We realized very early on in the eBay situation that this was where much of the best innovation was happening, and we did everything we could think of to encourage and nurture customers using the eBay marketplace to be able to trade nearly anything. While the marketplace may have been originally designed to facilitate trading things like electronics and collectibles, soon people started trading things like concert tickets, and fine art, and even cars. As you might imagine, there are some very significant differences between safely buying and transporting a car, and buying a ticket that’s good for just one night and then worthless.
What I’m essentially arguing for here is a platform strategy, but normally we associate a platform with a set of API’s that allow second or third parties to create additional services and solutions on our foundation. Facebook’s platform is a good example of this. But a platform strategy can also be designed to be utilized directly by customers. Excel is an example of a general platform designed to be extended for new solutions by end customers.

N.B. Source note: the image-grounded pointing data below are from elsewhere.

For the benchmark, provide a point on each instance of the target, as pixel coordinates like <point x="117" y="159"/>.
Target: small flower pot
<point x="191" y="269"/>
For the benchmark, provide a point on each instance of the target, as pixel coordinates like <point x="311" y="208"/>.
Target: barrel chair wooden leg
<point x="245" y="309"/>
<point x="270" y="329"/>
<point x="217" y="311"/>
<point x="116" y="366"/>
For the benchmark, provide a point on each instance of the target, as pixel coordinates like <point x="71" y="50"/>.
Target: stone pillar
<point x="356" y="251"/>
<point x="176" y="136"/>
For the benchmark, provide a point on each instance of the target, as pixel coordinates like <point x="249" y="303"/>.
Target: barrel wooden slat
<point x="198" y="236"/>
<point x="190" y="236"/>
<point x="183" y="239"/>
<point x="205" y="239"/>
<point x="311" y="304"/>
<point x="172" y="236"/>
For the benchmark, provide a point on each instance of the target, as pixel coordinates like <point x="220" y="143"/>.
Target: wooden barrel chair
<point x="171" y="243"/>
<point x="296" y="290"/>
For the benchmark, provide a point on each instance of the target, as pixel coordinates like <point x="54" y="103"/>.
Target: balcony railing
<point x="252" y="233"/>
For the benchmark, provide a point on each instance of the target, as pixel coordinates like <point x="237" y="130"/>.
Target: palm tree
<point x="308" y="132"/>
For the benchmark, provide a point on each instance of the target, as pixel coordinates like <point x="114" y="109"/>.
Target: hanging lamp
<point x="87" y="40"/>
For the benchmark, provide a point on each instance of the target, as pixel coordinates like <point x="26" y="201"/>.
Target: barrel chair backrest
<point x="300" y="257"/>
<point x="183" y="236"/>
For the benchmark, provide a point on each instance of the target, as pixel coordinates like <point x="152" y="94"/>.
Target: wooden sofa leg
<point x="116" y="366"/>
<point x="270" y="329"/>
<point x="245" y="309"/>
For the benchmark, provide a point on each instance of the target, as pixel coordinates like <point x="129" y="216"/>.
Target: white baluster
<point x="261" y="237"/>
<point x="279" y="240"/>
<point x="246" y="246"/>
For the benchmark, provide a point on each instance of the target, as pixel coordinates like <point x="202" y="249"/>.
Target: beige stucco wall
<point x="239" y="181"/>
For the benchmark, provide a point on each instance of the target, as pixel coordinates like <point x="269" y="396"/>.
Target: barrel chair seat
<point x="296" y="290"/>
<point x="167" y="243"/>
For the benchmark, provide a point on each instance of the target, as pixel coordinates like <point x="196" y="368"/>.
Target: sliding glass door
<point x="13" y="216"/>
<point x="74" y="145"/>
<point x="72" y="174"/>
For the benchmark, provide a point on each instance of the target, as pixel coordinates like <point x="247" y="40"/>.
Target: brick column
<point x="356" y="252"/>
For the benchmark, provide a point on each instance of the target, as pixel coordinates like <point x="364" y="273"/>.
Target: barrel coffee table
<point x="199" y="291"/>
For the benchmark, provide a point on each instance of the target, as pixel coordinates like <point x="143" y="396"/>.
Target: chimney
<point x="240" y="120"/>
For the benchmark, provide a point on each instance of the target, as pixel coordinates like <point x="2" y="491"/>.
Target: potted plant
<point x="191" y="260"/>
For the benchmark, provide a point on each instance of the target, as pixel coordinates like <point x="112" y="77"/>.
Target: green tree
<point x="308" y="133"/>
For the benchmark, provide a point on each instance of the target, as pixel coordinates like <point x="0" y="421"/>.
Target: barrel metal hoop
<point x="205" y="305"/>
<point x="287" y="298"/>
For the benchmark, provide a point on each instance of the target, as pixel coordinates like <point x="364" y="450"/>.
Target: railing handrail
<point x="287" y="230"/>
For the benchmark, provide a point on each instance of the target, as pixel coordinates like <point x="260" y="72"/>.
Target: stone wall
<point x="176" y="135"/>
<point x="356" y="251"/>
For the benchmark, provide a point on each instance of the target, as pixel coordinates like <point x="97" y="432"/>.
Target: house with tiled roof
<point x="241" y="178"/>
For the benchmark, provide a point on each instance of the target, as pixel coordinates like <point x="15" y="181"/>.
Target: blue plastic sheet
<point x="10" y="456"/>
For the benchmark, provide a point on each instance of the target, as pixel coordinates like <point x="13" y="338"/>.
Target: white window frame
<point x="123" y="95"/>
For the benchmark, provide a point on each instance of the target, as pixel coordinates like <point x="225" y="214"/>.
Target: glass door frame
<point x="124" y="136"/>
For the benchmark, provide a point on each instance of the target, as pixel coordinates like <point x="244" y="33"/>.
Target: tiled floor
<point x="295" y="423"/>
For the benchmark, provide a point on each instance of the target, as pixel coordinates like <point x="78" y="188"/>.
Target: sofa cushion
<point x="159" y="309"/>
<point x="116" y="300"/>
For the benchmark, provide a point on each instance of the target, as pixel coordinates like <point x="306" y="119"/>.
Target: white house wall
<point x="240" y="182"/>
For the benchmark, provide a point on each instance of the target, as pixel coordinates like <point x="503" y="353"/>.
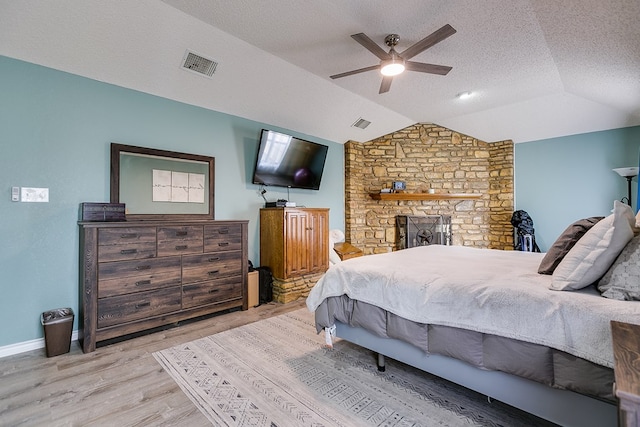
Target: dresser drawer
<point x="126" y="308"/>
<point x="124" y="277"/>
<point x="222" y="238"/>
<point x="116" y="244"/>
<point x="179" y="240"/>
<point x="211" y="292"/>
<point x="198" y="268"/>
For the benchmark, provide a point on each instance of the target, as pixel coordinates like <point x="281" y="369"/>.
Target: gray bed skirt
<point x="555" y="378"/>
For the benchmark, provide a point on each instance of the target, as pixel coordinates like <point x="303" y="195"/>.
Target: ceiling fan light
<point x="392" y="68"/>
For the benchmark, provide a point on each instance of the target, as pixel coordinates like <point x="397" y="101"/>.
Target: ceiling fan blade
<point x="370" y="45"/>
<point x="386" y="84"/>
<point x="359" y="70"/>
<point x="442" y="70"/>
<point x="433" y="38"/>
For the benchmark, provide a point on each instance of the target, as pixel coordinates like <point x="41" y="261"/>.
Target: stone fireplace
<point x="429" y="157"/>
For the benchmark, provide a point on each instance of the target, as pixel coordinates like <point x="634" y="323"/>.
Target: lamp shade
<point x="625" y="172"/>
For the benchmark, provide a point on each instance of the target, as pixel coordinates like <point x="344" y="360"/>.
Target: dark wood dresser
<point x="139" y="275"/>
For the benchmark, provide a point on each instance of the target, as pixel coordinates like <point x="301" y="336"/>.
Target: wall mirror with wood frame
<point x="160" y="184"/>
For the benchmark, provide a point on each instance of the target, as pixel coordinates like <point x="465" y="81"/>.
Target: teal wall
<point x="561" y="180"/>
<point x="55" y="132"/>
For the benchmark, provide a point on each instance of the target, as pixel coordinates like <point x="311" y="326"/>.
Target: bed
<point x="486" y="319"/>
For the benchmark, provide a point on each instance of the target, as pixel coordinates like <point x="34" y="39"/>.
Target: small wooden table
<point x="346" y="250"/>
<point x="626" y="355"/>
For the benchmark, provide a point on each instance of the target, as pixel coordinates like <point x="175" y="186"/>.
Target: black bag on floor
<point x="265" y="284"/>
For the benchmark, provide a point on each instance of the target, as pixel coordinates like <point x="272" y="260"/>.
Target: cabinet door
<point x="296" y="246"/>
<point x="318" y="241"/>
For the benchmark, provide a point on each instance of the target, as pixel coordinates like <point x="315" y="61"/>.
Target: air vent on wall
<point x="361" y="123"/>
<point x="198" y="64"/>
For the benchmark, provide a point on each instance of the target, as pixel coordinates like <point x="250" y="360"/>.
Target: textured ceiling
<point x="538" y="68"/>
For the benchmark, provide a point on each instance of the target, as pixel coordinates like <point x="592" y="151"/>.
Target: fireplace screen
<point x="412" y="230"/>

Some product people can get upset when they find customers using their products for unintended use cases. Usually this concern is tied to the support obligations. However, I’m suggesting that this platform use case can be very strategic and well worth the investment to support, as if you find your customers using your product in ways you didn’t predict this is potentially very valuable info. Dig in a little and learn what problem they are trying to solve, and why they believe your product might provide the right foundation. Do this enough and you’ll soon see patterns and potentially some very big product opportunities.